LONDON/SYDNEY: Global shares tumbled on Friday after the U.S. slapped dozens of trading partners with steep tariffs, while investors anxiously awaited U.S. jobs data that could make or break the case for a Fed rate cut next month.
The Stoxx 600 fell around 1% in the first hour of trading. It was 1.7% lower on the week, on track for its biggest weekly drop since early April.
Both Nasdaq futures and S&P 500 futures were down around 1%.
Late on Thursday, President Donald Trump signed an executive order imposing tariffs ranging from 10% to 41% on U.S. imports from foreign countries. Rates were set at 25% for India’s U.S.-bound exports, 20% for Taiwan’s, 19% for Thailand’s and 15% for South Korea’s.
He also increased duties on Canadian goods to 35% from 25% for all products not covered by the U.S.-Mexico-Canada trade agreement, but gave Mexico a 90-day reprieve from higher tariffs to negotiate a broader trade deal.
“The August 1 announcement on reciprocal tariffs are somewhat worse than expected,“ said Wei Yao, research head and chief economist in Asia at Société Générale.
Market reaction was not as volatile as April’s global asset declines, she added. “We are all getting much more used to the idea of 15-20% tariffs being manageable and acceptable, thanks to the worse threats earlier.”
MSCI’s broadest index of Asia-Pacific shares outside Japan fell 1.5%, bringing the total loss this week to roughly 2.7%.
Japan’s Nikkei closed 0.6% lower, Chinese blue chips ended 0.5% down and Hong Kong’s Hang Seng index lost more than 1%.
Overnight, Wall Street failed to hold onto an earlier rally. Data showed inflation picked up in June, with new tariffs pushing prices higher and stoking expectations that price pressures could intensify, while weekly jobless claims signalled the labour market remained on a stable footing.
Fed funds futures imply just a 39% chance of a rate cut in September, compared with 65% before the Federal Reserve held rates steady on Wednesday, according to the CME’s FedWatch.
Much now will depend on the U.S. jobs data due later in the day and any upside surprise could price out the chance for a cut next month. Forecasts are centred on a rise of 110,000 in July, while the jobless rate likely ticked up to 4.2% from 4.1%.
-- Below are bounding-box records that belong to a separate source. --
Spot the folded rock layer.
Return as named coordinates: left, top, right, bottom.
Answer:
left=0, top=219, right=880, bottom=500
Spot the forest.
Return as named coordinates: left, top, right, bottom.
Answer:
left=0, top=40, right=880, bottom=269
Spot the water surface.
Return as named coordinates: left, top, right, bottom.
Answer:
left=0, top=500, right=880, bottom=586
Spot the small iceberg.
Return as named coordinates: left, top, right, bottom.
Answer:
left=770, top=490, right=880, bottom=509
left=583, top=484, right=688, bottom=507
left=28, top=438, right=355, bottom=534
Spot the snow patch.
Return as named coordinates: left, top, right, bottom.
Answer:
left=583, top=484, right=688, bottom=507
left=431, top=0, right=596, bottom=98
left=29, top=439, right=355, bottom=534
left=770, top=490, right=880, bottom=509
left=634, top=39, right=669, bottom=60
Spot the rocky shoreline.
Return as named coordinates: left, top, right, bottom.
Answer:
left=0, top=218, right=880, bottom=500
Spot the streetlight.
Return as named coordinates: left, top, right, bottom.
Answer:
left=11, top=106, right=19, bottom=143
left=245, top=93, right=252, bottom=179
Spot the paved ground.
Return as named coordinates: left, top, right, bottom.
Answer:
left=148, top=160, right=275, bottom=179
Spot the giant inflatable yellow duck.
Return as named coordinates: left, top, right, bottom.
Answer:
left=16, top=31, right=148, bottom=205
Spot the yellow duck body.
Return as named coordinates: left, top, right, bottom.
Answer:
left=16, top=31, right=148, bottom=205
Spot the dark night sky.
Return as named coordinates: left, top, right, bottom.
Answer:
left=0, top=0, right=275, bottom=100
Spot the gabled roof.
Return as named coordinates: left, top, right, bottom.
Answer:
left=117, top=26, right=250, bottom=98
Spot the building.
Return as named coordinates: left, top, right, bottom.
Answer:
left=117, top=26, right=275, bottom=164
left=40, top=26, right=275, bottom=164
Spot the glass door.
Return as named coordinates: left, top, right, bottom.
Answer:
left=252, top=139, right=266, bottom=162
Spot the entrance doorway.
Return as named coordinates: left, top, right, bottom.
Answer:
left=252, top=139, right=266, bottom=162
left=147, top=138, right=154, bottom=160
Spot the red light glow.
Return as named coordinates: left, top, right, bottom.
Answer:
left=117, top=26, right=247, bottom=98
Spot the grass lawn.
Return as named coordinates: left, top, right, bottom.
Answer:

The greenback found support from fading prospects of imminent U.S. rate cuts, with the dollar index up 1.5% this week against its peers to 100, in the biggest weekly rise since late 2022.
The tariff news appeared to have little impact on the Canadian dollar, which was last up 0.15%.
The yen was the biggest loser overnight, but recovered 0.2% to 170.5 yen. The Bank of Japan held interest rates steady on Thursday and revised up its near-term inflation expectations, but Governor Kazuo Ueda sounded a little dovish in the press conference.
Two-year Treasury yields fell one basis point to 3.9428%, while benchmark 10-year yields ticked up 2 basis points to 4.382%, after slipping 2 bps overnight.
In commodity markets, oil prices continued to fall after a 1% overnight plunge. Brent fell 24 cents to $71.46 per barrel, while U.S. crude fell 27 cents to $68.99 per barrel.